I lived this exact scenario. I would get a green light from everyone during my weekly status meetings, only to realize that by the following Monday one of my critical teams put my project on the backburner due to another higher priority request, languishing my project into the dreaded red zone. After this experience, I also dug deeper and asked lots of questions to understand other team’s work-load beyond what I was asking them to do.
Tip #2: Build Strong Relationships
I heard how important it was to build strong relationships ad nauseam and was always left thinking – this is kind of obvious. No matter what role you’re in, its important to have strong relationship with the people you work with so why is it so important for project managers to have strong relationships?
Here’s what I learned broken down into a little formula:
Who: A project manager needs to have great relationships with their project team, stakeholders, vendors and peers.
Why: Project Managers are the hub of information which will be coming fast and furious and from many directions (ie: from all of the people listed above). Being privy to mission critical information could save your project. When things go sideways (this is inevitable), renegotiating timelines and asking for favours will go over much better with people who like and trust you.
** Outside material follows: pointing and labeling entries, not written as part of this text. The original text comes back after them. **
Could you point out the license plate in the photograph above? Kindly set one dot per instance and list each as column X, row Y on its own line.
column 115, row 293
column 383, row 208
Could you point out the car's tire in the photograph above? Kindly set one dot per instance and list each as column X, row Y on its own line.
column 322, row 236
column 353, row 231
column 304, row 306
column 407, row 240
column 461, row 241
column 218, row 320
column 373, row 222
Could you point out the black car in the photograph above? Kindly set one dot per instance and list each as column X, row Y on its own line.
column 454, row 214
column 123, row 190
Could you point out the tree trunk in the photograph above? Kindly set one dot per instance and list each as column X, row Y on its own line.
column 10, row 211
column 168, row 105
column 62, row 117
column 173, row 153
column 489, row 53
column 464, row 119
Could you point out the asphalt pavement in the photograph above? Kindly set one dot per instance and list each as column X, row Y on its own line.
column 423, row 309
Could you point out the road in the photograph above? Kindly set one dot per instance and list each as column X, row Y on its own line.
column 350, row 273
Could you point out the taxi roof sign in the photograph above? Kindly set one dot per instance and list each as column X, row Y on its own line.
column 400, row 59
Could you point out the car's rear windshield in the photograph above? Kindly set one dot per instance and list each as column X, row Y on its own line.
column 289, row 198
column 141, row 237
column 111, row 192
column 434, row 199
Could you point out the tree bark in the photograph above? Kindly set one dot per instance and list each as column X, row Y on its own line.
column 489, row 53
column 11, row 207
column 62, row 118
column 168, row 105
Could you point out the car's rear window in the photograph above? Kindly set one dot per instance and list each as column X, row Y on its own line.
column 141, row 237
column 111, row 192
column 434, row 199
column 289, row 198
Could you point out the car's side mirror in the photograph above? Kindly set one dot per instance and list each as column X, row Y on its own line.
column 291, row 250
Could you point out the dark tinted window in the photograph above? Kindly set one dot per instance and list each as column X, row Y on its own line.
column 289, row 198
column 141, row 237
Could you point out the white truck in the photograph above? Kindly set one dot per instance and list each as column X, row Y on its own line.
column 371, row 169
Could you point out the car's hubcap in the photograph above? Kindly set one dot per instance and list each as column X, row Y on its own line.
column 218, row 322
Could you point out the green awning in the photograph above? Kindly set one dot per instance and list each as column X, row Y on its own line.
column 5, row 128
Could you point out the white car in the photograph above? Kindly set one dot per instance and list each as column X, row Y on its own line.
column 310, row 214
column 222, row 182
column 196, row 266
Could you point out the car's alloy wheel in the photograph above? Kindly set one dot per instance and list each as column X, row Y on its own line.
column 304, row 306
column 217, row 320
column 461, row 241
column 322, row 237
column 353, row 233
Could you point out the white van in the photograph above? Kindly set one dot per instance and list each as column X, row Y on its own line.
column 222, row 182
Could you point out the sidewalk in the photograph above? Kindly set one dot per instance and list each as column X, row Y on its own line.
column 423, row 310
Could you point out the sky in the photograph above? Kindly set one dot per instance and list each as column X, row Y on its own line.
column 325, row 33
How: There are many great tips on how to build strong relationships in this blog post. Key takeaway: don’t start when you need something. Building relationships is just that – they need to built from the ground up and continuously nurtured. Take an interest in what other people do, be sincere, get personal but stay professional and always, always be curious and ask questions – no matter how busy you are. Be authentic and empathetic, which means putting yourself in other people’s shoes.
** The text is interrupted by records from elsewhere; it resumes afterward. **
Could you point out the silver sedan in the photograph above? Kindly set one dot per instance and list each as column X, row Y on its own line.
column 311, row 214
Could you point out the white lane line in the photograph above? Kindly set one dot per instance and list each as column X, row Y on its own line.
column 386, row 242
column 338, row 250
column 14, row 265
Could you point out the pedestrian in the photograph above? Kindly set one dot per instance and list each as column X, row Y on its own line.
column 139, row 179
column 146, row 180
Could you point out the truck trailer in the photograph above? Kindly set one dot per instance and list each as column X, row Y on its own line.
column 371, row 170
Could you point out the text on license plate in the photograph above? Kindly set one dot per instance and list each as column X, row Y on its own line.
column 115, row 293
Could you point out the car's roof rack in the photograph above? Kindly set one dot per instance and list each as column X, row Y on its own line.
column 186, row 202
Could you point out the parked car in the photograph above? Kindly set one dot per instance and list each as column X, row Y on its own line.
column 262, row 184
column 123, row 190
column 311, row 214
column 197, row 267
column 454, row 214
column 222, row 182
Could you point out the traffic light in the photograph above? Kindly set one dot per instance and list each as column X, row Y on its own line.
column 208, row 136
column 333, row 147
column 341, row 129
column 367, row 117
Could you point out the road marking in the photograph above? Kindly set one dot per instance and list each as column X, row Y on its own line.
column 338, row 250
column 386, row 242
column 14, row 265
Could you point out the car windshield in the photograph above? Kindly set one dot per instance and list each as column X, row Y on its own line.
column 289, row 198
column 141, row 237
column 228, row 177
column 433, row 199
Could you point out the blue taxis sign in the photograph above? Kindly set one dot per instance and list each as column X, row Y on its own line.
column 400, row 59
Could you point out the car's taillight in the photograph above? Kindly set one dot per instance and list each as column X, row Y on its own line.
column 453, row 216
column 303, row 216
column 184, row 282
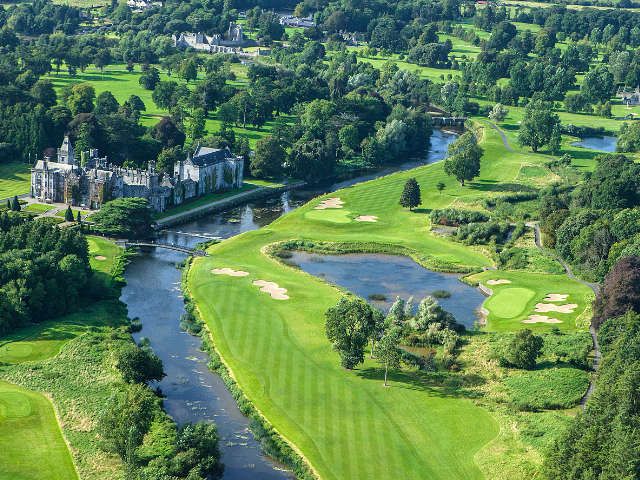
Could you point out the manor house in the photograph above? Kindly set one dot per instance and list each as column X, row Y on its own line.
column 94, row 181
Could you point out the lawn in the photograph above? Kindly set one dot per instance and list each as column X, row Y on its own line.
column 513, row 302
column 30, row 438
column 15, row 179
column 279, row 355
column 122, row 84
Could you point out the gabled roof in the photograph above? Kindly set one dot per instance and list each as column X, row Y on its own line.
column 207, row 156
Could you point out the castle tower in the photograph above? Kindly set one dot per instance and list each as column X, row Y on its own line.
column 66, row 154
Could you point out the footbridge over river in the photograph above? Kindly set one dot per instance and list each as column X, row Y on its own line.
column 170, row 246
Tip #3: Be a Performance-Based Project Leader
Brienne Armstrong, Client Ambassador, ViRTUS contributes by saying, “On any given project – the number of people involved can vary. The leadership style of a project manager can influence flow and outcome of the project tremendously. The common characteristic I’ve noticed among top tier PM’s is their ability to adapt, whether it’s to external conditions, internal re-orgs or a change with project team engagement.
By taking the time to know and lead each unique individual on my team, I’m able to get superior end results through enhanced performance, even when the tough gets going.
Knowing how to focus on each person’s strengths as well as having an awareness of their liabilities, is essential when working towards a desired outcome.
Tip #4: The Triple Constraint (cost, schedule, scope/quality) is a conversation, not a straight jacket
We love the “the triple constraint” tip from Dorian Prior, Manager, Employee Development, Fortis BC. He learned that cost, schedule and scope / quality in project management is a conversation, not a straight jacket.
Prior says, “When you are new to project management there is so much focus on managing scope, and delivering the project on time and on budget.”
He adds, “While those things are important, it’s even more important to remember the purpose of a project manager is to add business value – sometimes that means keeping the project on a tight schedule, on a tight budget, and to a very specific scope, and sometimes it means recognizing that holding on too tightly to the triple constraints can result in delivering a product that has very little business value.”